A few years ago I experienced serious burn-out. It was intense. I had been consumed with a desire to do more for our friends in Africa. It was an overwhelming pressure. As I realized how helpful I could be in speaking up on behalf of vulnerable kids – I also realized I had trouble “turning off.” If I didn’t take that phone call at 2 AM from Kenya there was a strong possibility that a child could die! Yikes. I felt like I was “on” 24/7.
But I found myself becoming more and more frazzled, irritated, and even disconnected from God in my pursuit of working for him. It was such a weird place to be. It felt so right and so wrong at the same time.
About that time our family began a deeper study of the concept of “Shabbat” in the ancient Jewish scriptures. The Hebrew people consecrated the seventh day of the week as a day of rest. It was a day to quit working and to enjoy restful activities. It was a day given to God. This fairly poor ancient Middle Eastern tribe (primarily consisting of busy farmers and herdsmen) halted all of their work for one day every week! It seems somewhat crazy. But it became a core part of their identity for thousands of years. Even to this day when you visit Jerusalem most of the city shuts down for a period of about 24 hours each week. It’s both annoying and intriguing at the same time.

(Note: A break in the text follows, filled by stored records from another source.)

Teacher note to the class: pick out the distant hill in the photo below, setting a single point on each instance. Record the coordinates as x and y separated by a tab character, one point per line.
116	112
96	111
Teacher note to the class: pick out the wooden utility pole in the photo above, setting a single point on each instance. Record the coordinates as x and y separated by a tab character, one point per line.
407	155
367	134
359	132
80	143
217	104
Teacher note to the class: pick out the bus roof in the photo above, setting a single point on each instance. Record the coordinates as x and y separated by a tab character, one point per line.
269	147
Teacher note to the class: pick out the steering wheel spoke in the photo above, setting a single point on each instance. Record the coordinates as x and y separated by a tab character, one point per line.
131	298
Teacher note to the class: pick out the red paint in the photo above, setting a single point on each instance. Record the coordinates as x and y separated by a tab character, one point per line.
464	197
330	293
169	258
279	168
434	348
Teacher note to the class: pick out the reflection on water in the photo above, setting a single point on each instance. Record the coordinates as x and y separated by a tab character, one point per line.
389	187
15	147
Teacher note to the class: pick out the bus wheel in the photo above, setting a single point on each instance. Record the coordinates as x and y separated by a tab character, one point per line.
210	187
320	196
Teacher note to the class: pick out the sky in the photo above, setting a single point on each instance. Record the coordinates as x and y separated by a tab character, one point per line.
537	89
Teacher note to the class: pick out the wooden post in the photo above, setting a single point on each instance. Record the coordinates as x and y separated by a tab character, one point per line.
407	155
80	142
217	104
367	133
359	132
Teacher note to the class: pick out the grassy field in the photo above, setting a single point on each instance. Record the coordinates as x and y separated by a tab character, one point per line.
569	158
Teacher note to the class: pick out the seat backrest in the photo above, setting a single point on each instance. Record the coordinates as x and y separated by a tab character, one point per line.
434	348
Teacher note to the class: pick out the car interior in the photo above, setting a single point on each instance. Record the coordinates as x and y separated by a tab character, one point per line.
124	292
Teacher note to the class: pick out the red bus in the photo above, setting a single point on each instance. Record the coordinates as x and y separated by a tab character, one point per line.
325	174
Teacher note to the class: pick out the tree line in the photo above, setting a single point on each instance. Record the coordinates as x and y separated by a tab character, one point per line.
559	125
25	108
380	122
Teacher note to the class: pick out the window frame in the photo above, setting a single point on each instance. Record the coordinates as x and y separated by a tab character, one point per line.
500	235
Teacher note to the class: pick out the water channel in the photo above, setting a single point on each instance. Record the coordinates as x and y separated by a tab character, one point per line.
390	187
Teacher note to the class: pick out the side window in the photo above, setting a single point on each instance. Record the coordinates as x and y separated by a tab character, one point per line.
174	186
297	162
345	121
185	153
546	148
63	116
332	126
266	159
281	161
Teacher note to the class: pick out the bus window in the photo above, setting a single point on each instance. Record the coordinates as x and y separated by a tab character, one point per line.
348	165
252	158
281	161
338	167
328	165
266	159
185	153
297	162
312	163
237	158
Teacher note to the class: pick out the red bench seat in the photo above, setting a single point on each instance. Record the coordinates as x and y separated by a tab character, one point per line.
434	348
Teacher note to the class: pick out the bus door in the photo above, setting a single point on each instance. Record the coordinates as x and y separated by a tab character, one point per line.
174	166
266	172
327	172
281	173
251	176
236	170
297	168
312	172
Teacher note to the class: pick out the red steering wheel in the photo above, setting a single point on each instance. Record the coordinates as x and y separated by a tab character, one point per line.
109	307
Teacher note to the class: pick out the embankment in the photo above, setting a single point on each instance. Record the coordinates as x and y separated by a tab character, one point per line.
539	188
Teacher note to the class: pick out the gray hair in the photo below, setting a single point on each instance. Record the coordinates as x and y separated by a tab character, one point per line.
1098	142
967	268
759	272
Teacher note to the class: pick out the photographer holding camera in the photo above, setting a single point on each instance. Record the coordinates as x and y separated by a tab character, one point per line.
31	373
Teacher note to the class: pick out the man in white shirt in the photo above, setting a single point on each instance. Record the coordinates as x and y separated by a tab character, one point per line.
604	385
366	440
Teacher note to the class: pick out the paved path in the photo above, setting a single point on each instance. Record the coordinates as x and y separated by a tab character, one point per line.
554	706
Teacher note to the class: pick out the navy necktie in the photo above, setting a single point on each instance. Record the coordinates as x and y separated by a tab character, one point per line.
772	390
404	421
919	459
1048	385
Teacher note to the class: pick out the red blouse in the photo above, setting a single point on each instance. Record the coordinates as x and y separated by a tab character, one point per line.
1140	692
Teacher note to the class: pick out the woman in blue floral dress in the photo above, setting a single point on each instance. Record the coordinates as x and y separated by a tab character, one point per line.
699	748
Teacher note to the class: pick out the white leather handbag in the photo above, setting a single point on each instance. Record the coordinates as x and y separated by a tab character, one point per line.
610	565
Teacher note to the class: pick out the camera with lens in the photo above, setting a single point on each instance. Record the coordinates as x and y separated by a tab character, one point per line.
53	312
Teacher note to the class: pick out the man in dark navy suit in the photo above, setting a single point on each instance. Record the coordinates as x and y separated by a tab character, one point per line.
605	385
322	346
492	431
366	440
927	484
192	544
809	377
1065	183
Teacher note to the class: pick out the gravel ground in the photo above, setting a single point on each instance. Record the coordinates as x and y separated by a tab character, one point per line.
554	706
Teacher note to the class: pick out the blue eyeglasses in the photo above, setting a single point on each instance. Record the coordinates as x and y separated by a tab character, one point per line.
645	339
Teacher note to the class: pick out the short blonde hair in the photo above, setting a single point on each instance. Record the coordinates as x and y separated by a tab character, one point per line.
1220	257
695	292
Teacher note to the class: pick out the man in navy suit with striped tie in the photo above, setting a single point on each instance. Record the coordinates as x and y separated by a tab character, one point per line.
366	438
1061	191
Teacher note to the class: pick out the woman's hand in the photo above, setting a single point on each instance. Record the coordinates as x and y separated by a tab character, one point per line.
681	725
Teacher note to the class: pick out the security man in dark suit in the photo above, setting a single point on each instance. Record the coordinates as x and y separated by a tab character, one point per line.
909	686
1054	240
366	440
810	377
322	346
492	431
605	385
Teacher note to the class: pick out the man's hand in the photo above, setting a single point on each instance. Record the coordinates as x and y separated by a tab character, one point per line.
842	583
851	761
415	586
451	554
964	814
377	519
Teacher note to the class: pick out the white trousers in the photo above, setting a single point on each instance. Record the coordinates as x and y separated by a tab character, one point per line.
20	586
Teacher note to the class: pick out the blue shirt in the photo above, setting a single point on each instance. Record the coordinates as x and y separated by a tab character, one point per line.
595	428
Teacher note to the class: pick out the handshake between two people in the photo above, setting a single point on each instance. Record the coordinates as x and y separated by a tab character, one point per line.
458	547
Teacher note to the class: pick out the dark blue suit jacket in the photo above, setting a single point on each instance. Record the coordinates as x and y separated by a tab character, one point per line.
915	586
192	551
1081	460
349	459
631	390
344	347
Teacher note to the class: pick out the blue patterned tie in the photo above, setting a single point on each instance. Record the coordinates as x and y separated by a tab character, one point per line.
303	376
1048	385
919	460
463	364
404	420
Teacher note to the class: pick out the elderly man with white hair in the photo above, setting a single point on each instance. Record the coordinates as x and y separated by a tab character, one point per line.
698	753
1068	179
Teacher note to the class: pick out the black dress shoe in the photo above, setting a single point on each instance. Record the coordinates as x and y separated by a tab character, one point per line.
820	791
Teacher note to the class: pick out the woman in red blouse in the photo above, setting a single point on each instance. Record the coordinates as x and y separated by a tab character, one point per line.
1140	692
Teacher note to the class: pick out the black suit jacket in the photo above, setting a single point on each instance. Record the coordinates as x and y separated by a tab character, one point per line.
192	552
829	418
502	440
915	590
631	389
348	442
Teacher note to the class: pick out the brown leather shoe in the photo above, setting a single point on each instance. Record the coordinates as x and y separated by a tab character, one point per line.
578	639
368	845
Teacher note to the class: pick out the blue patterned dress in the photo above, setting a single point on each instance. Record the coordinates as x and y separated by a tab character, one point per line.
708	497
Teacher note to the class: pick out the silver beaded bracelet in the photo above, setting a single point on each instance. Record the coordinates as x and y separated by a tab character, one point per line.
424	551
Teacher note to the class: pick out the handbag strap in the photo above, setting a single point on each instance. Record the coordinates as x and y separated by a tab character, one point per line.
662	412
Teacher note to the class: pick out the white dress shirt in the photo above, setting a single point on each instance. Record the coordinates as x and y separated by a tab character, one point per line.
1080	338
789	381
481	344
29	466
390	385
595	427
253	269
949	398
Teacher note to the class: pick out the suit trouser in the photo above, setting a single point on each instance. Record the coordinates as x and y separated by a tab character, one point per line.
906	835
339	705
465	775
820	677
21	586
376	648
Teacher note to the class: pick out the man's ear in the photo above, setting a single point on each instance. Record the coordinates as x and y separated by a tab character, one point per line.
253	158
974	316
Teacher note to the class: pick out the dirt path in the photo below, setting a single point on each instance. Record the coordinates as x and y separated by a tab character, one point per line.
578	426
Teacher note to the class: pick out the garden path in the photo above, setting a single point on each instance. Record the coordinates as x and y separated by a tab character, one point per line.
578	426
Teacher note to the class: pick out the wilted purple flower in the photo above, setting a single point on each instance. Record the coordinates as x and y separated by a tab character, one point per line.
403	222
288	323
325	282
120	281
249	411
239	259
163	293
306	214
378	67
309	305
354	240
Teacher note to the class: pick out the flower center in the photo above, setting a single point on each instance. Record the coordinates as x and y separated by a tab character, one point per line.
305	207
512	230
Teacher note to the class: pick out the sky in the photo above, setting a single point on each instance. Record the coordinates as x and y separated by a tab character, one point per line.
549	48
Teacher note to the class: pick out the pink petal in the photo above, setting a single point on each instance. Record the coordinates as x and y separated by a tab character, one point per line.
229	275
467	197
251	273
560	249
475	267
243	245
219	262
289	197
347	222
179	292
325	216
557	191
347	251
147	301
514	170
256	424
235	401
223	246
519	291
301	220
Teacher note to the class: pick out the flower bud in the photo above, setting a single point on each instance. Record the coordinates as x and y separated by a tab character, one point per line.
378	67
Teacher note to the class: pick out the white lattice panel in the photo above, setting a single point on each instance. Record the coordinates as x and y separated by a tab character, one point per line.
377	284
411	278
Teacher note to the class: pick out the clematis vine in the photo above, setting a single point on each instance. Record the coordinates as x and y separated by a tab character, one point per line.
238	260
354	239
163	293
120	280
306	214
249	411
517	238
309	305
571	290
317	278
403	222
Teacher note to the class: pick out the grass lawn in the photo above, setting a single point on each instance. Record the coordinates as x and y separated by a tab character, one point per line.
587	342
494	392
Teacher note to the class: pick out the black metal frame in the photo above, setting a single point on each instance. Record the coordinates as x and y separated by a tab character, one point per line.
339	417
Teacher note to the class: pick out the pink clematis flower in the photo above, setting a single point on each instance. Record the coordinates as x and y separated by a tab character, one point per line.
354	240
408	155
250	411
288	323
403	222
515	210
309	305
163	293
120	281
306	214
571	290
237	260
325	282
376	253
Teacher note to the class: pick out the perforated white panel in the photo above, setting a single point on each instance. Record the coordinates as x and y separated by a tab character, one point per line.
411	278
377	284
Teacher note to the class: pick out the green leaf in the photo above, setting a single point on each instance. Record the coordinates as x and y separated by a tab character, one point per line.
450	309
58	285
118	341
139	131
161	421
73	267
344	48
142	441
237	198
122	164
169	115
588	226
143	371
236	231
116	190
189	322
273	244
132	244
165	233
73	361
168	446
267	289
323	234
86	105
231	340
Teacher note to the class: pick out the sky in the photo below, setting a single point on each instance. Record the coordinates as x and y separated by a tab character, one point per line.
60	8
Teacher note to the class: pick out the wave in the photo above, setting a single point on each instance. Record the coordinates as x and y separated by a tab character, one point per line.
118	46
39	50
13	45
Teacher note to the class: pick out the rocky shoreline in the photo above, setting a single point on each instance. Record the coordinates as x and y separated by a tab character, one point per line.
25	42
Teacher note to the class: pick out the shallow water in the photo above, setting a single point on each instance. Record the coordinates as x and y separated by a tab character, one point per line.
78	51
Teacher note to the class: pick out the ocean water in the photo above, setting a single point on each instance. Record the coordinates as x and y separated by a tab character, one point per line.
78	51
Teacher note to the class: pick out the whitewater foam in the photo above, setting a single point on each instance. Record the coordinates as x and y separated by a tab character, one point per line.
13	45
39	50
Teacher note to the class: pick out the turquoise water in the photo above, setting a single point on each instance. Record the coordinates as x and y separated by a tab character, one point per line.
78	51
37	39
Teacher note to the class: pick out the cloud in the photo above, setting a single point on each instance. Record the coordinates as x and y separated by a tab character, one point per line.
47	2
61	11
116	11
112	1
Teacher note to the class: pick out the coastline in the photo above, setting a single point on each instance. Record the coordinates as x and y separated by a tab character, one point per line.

When most of us think about this restrictive concept of a day of non-work each week – we get really defensive. Our modern lives involve after-hours phone calls, social media maintenance, weekend commitments, travel, kids’ activities, and on the list goes. It seems impossible to pull back for even one day during the week! 24/7 seems essential.
But what if we are missing out on a bundle of joy?
What if giving up those hours of productivity one day a week could actually enrich our personal lives, our families, and our community with unexpected beauty? What if it enriched our relationship with our Creator?
This post can’t even come close to addressing the controversy and nuances of a weekly day of rest. If you are up for a more in-depth treatment of Sabbath from a Christian perspective I’d recommend Matthew Sleeth’s book 24/6.
But if you are up for taking a few steps toward protecting a day of joy and rest in your week I’d recommend one area for starters.
Try a digital-free Shabbat!
Every week our family takes nearly a full 24 hours to turn off digital devices. We turn off computers, our family iPad, and smartphones. We don’t surf. We don’t do apps. No social media. No TV.
Instead of apps we enjoy naps. We take a family walk. We play board games. We read the scriptures. We worship. We go outside. We read books (the paper kind). It’s wonderful! At the end of the day we feel cleansed and restored.
And our ragged souls are healed just a bit.
Do you practice any Sabbath or Shabbat activities (or non-activities)? What works for you and your family? I’d love to hear your perspective!